Hardest hit is the Persian Gulf. So long the chief benefactor of the economic system that landed us in this terrible morass in the first place, the region is now practically uninhabitable. What were unbearably hot midsummer days in 2016 are by 2060 normal winter’s day. Only a few super-wealthy elites from families who got the best from oil, who saw the writing on the wall while all others had their faces turned to Mecca and car showrooms, survive in subterranean networks and domed city-states. Thermally-adapted aircraft whisk them off to cooler climes in northern Europe when the post-catastrophe sheikhs and sheikhas are not busy lording and ladying it over the captives of their desert city-states. Now all that exists outside the dome are a few hardy brigands, sandmen from Tatooine, and their genetically freakish camels that can walk on burning coals. Only the suicidal exit the airtight gates of the Dubai city-state. Those, and the old who are expected to end it gracefully so that others may occupy their bed space. Naturally, realty is even more premium sought after than it is in 2016.

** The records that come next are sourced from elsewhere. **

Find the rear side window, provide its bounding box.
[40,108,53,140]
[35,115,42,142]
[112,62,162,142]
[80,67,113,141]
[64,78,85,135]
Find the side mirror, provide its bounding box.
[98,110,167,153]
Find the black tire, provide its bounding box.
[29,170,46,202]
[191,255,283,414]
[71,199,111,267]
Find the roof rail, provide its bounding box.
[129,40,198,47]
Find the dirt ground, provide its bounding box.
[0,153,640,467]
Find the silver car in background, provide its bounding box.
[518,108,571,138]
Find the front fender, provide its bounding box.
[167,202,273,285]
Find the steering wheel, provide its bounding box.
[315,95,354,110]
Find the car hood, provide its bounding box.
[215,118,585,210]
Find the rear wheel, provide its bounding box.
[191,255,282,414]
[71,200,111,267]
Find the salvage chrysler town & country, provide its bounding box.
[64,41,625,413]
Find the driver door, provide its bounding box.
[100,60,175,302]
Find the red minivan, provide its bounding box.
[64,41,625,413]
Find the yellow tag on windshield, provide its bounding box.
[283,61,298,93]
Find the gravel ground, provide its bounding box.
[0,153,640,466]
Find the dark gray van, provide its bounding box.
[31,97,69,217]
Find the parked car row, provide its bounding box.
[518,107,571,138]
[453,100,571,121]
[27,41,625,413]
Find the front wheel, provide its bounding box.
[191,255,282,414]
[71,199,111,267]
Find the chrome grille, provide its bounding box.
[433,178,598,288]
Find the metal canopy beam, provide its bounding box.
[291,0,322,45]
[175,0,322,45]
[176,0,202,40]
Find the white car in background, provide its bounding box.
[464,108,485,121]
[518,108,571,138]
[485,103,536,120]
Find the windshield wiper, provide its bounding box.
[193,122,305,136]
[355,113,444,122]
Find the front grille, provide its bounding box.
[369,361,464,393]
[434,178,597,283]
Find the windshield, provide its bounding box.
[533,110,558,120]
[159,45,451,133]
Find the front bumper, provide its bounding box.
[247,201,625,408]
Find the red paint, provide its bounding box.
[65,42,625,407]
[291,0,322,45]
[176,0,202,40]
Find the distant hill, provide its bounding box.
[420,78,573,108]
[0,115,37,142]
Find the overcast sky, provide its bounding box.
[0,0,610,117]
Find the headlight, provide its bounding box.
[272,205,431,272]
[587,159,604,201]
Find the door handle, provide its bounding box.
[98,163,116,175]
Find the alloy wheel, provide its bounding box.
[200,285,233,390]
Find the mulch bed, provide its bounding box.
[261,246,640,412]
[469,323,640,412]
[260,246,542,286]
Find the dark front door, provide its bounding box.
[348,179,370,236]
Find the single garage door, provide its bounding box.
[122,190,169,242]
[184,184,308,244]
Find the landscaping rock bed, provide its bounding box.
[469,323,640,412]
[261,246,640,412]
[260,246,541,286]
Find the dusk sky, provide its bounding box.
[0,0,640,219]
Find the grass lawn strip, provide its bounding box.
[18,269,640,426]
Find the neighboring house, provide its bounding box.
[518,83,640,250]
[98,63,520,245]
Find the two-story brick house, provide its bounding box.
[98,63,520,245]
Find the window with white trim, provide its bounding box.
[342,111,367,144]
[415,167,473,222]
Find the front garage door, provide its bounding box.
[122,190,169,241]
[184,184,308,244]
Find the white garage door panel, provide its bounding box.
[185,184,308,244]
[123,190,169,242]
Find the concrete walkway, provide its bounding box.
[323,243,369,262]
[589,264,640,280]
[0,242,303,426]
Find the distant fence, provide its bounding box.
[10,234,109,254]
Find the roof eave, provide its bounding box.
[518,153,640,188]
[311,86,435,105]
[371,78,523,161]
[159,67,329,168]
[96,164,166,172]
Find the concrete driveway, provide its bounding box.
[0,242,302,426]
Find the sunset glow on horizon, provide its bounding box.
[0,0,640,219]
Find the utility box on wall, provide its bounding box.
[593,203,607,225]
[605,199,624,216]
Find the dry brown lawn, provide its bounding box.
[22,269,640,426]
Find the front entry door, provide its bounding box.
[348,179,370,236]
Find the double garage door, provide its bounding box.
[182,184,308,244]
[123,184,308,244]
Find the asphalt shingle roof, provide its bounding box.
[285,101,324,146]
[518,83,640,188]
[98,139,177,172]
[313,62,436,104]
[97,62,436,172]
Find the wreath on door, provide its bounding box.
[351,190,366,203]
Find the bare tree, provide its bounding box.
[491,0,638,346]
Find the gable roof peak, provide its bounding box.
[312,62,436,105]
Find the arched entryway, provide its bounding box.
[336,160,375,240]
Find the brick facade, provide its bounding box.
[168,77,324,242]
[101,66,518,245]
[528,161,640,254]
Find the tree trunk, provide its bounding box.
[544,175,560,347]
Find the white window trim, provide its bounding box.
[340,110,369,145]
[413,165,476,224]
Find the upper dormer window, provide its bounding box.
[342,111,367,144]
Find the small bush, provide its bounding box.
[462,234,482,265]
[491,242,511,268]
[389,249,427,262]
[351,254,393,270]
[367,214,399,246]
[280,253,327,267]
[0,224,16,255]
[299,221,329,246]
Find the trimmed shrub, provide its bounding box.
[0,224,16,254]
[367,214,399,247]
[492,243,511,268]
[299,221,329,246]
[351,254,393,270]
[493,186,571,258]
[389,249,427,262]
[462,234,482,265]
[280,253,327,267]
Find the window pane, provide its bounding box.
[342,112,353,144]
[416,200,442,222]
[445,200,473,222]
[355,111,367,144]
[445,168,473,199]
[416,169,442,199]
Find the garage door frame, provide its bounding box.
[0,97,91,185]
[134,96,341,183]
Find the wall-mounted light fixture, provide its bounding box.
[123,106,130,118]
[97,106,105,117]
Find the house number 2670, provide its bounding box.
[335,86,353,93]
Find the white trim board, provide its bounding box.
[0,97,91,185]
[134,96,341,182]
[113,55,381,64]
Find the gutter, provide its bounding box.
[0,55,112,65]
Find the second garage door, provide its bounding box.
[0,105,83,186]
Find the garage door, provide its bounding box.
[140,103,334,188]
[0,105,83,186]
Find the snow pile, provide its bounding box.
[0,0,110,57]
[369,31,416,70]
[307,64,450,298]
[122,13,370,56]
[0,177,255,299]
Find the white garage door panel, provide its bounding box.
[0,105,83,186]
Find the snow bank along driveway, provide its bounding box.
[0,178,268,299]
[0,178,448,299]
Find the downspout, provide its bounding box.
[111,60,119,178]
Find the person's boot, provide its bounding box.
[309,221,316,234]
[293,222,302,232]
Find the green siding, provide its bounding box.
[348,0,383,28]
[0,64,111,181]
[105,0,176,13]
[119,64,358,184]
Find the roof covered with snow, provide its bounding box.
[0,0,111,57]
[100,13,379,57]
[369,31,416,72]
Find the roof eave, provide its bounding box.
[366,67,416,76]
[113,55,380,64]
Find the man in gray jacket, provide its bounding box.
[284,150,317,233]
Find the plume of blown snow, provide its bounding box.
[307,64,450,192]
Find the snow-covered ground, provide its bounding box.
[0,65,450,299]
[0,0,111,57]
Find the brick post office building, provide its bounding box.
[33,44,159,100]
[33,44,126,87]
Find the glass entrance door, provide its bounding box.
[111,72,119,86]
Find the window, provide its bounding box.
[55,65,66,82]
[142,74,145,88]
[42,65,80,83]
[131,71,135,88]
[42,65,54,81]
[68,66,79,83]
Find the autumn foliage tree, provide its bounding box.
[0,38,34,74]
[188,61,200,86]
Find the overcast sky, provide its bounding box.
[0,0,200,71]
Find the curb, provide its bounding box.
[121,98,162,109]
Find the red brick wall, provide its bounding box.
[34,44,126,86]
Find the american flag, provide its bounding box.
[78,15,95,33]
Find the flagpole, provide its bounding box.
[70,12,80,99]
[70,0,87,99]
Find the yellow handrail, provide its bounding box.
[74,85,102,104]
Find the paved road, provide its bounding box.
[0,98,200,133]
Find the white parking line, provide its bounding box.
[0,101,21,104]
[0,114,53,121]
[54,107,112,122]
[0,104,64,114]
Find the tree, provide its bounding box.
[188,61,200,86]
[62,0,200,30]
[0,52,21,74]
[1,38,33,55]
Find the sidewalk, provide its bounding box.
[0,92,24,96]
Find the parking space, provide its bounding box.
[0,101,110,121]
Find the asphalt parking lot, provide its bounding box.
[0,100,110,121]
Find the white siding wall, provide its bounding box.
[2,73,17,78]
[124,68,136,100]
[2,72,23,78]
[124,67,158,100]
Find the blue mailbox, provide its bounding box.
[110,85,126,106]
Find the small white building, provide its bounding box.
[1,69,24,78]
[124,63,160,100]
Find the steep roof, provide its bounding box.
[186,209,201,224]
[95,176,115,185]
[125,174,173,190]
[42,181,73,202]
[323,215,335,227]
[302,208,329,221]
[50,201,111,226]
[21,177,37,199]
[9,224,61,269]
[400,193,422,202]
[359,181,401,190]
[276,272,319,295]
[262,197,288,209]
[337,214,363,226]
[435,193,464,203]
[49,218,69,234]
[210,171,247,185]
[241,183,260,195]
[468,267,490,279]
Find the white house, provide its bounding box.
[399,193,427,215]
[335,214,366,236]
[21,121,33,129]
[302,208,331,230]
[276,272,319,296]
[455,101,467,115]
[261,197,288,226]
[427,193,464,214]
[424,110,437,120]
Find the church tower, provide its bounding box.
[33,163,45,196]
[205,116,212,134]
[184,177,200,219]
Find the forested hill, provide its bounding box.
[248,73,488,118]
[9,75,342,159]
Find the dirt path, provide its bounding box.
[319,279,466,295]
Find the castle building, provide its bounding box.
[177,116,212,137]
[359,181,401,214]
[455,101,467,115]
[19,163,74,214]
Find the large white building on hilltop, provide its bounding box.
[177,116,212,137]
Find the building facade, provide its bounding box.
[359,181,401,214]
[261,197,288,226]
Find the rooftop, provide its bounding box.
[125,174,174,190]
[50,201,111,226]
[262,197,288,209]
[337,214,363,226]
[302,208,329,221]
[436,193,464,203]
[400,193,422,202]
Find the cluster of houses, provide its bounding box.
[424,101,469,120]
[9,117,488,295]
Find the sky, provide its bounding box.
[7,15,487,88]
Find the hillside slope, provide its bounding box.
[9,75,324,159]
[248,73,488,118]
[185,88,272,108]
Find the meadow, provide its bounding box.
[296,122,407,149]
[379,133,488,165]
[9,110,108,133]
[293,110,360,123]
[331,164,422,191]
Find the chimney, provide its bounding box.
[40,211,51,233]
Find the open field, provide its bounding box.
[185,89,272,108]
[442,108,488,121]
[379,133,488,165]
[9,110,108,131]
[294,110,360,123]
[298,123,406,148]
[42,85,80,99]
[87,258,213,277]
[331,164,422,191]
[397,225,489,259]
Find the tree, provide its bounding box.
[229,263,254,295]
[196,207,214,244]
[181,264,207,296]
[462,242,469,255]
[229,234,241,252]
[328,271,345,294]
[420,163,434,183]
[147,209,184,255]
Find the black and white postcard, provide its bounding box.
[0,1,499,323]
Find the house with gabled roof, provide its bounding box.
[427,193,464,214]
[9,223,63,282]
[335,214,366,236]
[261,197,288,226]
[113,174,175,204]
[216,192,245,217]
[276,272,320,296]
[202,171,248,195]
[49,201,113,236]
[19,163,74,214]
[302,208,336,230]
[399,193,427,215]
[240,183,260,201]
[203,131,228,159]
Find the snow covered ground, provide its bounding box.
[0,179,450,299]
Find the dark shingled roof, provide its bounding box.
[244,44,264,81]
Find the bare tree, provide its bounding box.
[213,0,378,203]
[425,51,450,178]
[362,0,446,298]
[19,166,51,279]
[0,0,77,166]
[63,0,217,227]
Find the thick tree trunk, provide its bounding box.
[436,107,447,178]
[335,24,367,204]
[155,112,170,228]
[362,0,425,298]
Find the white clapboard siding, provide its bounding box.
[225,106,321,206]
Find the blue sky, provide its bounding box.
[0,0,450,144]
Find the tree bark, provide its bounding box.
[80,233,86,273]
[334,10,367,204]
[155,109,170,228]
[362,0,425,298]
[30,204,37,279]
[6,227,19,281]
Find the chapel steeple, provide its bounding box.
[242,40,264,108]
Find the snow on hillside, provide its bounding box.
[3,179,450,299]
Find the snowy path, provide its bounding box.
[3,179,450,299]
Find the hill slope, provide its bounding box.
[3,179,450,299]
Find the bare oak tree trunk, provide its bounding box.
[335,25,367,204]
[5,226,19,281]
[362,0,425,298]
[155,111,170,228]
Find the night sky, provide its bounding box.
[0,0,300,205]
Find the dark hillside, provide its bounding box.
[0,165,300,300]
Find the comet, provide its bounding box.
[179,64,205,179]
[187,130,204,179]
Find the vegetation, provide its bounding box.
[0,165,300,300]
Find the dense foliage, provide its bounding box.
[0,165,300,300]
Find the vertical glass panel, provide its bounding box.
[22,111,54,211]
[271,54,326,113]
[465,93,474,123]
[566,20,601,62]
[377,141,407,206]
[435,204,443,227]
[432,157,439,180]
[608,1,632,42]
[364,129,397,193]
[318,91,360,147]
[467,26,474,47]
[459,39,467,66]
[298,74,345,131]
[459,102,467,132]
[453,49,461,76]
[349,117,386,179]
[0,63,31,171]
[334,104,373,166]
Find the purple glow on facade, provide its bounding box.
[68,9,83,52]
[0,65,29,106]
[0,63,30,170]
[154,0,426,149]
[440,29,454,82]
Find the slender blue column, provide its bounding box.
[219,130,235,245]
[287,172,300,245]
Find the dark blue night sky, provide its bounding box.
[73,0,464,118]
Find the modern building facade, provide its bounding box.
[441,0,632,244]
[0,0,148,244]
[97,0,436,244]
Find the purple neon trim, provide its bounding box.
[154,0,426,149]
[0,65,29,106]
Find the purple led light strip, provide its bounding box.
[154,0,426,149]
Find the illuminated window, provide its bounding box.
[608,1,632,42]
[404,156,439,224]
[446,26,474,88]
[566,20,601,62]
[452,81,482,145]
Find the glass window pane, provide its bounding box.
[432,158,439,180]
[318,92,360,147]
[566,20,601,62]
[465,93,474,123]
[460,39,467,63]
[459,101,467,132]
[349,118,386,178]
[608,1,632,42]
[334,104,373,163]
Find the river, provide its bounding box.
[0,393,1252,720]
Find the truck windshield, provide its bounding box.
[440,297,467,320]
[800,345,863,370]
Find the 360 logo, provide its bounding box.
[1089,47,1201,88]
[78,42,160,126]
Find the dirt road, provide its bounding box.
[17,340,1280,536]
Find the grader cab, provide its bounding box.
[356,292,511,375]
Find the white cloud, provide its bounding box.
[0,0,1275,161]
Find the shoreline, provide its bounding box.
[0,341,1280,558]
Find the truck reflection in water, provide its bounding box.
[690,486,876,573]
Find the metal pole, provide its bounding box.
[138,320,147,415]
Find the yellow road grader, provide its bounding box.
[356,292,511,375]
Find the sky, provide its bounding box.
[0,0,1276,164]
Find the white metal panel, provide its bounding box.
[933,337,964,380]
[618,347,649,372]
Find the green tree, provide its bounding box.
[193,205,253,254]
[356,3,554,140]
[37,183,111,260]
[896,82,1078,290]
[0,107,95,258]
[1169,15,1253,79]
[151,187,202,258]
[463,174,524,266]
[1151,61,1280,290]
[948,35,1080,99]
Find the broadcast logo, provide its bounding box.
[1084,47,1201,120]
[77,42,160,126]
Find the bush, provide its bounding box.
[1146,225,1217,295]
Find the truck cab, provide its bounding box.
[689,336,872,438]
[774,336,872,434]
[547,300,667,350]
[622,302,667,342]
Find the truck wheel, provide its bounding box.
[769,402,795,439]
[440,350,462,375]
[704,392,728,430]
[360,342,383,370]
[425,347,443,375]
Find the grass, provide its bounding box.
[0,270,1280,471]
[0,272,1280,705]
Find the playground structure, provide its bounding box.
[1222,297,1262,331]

In 2016 the media was ablaze with stories of ancient city-settlements lost and found. Thanks to aerial laser mapping, archaeologists revealed buried platforms belonging to the Nabateans of Petra. Raised mounds and embankments, barely visible under a mop of vegetation, hinted at a Khmer super-city adjoining the ruins of Angkor. They flourished and then were no more. Unlike the postmodern city-state on the firing line of global environmental catastrophe it helped to foment, at least the lost and found ruins submerged under the sands of Petra lasted a good few hundred years.

Who would have thought it would be so short-lived? In this early 21st century civilisation built on the riches of 20th century oil, what now from my 18th floor window seems tranquil and permanent has been wholesale abandoned by 2060. The grid pattern of the coastal city has been reduced to geometric outlines visible from the air that draw a faint outline over a lifeless and skeletal coastline. Even the toughest, savviest survivalist, the stray dog, no longer barks his woes in the night. For hundreds, even thousands, of square miles all that remains of what once was are these domes. They are what used to be the caravansarais of yore, except only the wealthiest traders are now welcomed in. A vast acrylic parasol glimmering from far, distant dunes, Dubai is one such haven of life. Abu Dhabi another. Life holds on because the closed climate system is powered by huge air-conditioned units that, were they to fail, would result in the slow cooking of every last inhabitant, as the interior of the dome succumbs to an equalizing of temperature with that of the outside. There is no escaping the unremitting sun, nor the dust that coats the exterior, for which the criminal class pay with their condemned lives by facing the outside to dust and hose the acrylic clean.

22-44-88. The years multiply. The physical decay that started aged 22 will continue. Life experience will transform us all, into what state only slow and inexorable decay will decide. Still, a half-life is better than no life at all.